Imagine a neuroscientist browsing brain data. Her two questions, ``where am I?'' and ``what is this?'', require different support. When answering the former question (or when zoomed out) not all of the detail stored in the database is needed. This situation provided us an opportunity to improve the responsiveness of our interface. We looked at reducing image transmission time by trading initial image detail for speed and, later, as it was needed or there was time, adding more detail to the image.

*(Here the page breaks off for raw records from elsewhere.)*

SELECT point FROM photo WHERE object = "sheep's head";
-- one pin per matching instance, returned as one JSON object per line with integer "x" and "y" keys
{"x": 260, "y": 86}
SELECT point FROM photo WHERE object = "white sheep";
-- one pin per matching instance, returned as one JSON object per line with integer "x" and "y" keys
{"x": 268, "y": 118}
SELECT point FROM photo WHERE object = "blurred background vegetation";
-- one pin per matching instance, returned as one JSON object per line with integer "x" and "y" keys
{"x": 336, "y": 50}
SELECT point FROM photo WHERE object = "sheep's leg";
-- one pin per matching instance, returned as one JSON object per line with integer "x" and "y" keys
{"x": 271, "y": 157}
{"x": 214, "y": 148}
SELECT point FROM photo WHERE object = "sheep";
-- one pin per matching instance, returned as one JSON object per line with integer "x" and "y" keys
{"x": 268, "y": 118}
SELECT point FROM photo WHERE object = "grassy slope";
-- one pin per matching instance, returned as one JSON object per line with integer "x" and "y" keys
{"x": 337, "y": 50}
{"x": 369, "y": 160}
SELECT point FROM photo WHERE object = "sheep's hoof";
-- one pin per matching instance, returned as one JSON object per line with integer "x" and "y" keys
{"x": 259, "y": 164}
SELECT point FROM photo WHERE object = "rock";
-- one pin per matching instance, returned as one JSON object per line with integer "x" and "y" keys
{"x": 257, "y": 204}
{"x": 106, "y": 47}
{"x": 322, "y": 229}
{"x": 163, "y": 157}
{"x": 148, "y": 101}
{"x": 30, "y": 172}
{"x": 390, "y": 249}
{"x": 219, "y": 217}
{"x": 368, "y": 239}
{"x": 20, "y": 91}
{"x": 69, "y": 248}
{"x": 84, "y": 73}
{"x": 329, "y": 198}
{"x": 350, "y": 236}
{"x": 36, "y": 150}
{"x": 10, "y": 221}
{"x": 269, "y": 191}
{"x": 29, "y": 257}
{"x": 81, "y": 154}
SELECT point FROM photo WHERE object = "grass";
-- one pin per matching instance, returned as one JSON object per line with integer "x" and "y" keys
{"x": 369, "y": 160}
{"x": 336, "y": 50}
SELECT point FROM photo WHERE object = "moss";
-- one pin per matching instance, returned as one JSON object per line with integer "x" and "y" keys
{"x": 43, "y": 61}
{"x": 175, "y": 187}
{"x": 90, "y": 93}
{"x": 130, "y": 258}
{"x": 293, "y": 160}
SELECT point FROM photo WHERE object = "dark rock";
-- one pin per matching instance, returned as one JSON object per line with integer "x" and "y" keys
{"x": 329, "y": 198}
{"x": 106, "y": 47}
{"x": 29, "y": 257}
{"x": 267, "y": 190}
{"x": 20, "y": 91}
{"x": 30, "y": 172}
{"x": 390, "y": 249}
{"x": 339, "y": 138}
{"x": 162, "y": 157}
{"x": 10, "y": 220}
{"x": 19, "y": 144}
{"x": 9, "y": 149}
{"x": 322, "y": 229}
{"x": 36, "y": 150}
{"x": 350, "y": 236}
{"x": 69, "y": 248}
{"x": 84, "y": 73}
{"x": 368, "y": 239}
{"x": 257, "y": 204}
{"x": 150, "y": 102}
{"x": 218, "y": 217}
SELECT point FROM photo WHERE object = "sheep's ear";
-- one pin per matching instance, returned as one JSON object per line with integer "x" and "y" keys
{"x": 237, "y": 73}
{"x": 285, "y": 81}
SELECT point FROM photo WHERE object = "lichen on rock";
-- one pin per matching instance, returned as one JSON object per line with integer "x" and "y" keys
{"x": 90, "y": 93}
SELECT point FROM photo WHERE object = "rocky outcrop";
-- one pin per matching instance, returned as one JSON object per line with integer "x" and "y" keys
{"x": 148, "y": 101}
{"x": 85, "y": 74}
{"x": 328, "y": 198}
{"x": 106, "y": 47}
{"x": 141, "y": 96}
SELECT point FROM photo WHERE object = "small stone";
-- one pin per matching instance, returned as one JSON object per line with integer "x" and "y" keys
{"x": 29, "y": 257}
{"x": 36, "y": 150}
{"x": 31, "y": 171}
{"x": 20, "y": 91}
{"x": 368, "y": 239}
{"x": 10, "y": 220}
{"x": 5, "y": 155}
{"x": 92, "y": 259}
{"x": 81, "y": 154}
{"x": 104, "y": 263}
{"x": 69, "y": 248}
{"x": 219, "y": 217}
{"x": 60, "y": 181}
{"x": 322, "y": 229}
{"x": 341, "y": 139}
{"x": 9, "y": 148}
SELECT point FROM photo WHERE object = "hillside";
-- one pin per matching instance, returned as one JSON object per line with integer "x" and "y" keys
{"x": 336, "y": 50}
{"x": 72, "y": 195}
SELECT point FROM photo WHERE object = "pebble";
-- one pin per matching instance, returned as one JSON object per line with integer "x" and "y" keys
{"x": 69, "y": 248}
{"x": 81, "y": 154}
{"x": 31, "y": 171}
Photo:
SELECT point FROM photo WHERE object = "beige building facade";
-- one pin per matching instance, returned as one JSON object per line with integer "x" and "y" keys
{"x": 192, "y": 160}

In order to trade off image quality for image loading speed, we needed a representation of the data that could be used to transmit an image in such a way that the quality of the image could be incrementally improved. That is, we want to incrementally improve an image's resolution, and do so at the user's command. We considered the interleaved GIF format. The popular WWW browser, Netscape, uses interleaved GIF to show the user a coarse view of a picture that is then refined with time. However, GIF was insufficient for our purposes because it can only be used to store 256-color images, and we wanted more flexibility.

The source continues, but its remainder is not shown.